In 2013, Copenhagen—a city of ebullient cyclists—launched the mother of all city bike schemes. Its white bikes were fitted with motors and GPS-enabled tablets—expensive, but designed for a place whose people and visitors truly believed cycling was the best way forward.
Now the city that pioneered its first shared bikes in 1995 is facing a stark possibility: no bike share scheme at all.
The Danish capital is embroiled in a battle with the company that said it could deliver the fancy new bikes and has so far failed to do so. The collapse of the deal could mean millions in lost krone, and the termination of a trailblazing scheme for shared urban cycling that was emulated in cities around the world.
Gobike, the company that won the contract to supply the city with bikes in 2012, should have delivered 1,860 of them by now, but has only managed to make and install 424. Its apparent inability to fulfill the order has led the city to issue an ultimatum: Deliver the remaining bikes—almost 1,500 of them—before the end of the month, or the project will be scrapped.
Torben Aagaard, Gobike’s CEO, has said that the company will try to deliver the bikes in time (link in Danish). In a written statement sent to Quartz, he said the company was “working hard on a solution that can get the city bikes onto Copenhagen streets. We think we can do it.”

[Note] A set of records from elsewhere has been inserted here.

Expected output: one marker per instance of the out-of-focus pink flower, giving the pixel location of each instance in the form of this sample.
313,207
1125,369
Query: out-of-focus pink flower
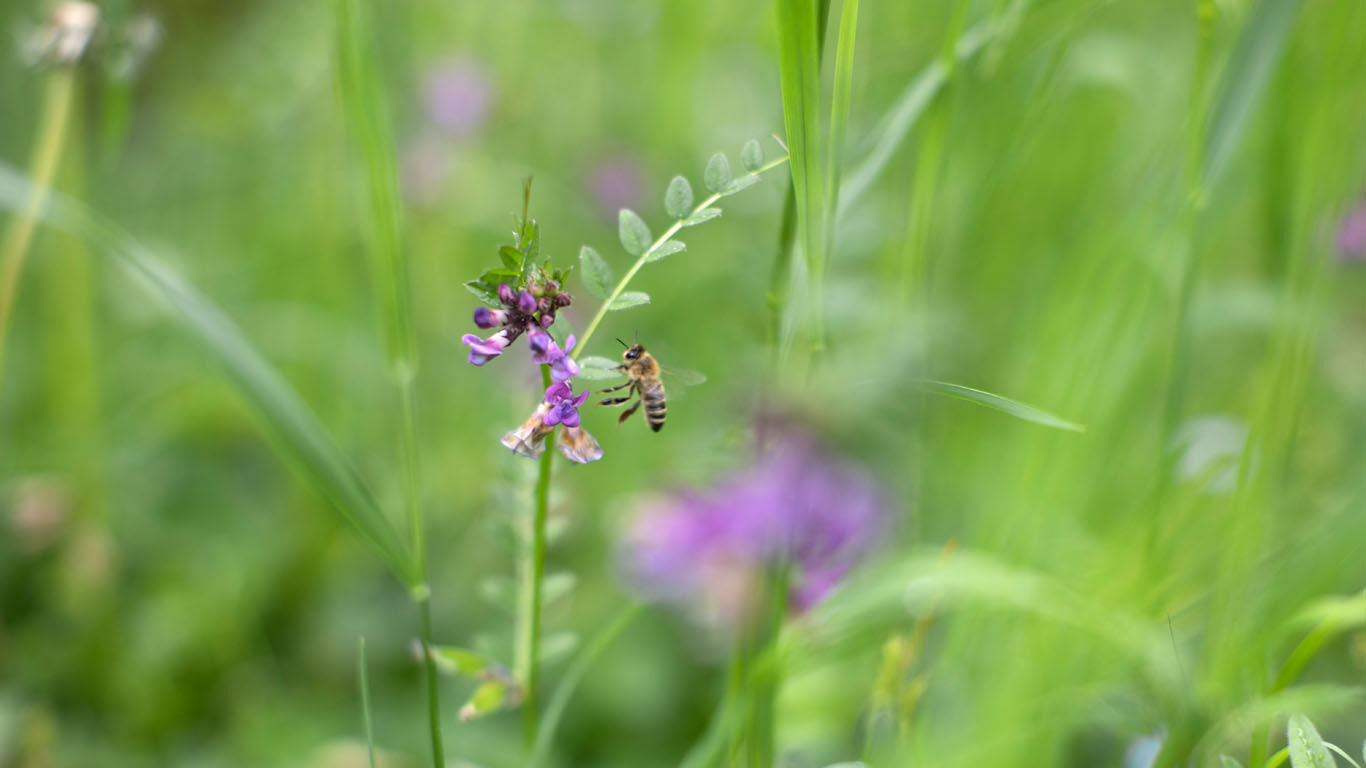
1351,234
616,183
799,506
458,96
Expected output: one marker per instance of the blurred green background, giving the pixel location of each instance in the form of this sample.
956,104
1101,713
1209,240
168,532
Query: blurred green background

The alternative is bleak, both for Gobike and for Copenhagen’s city bike future. The previous bike-share scheme—which used what one blogger nostalgically called “the goofiest bicycles in history”—was discontinued in 2012. If the company goes bankrupt, a possibility raised (link in Danish) by the Danish news organization DR, or fails to deliver, then the 424 bikes that are on the streets now will also be removed.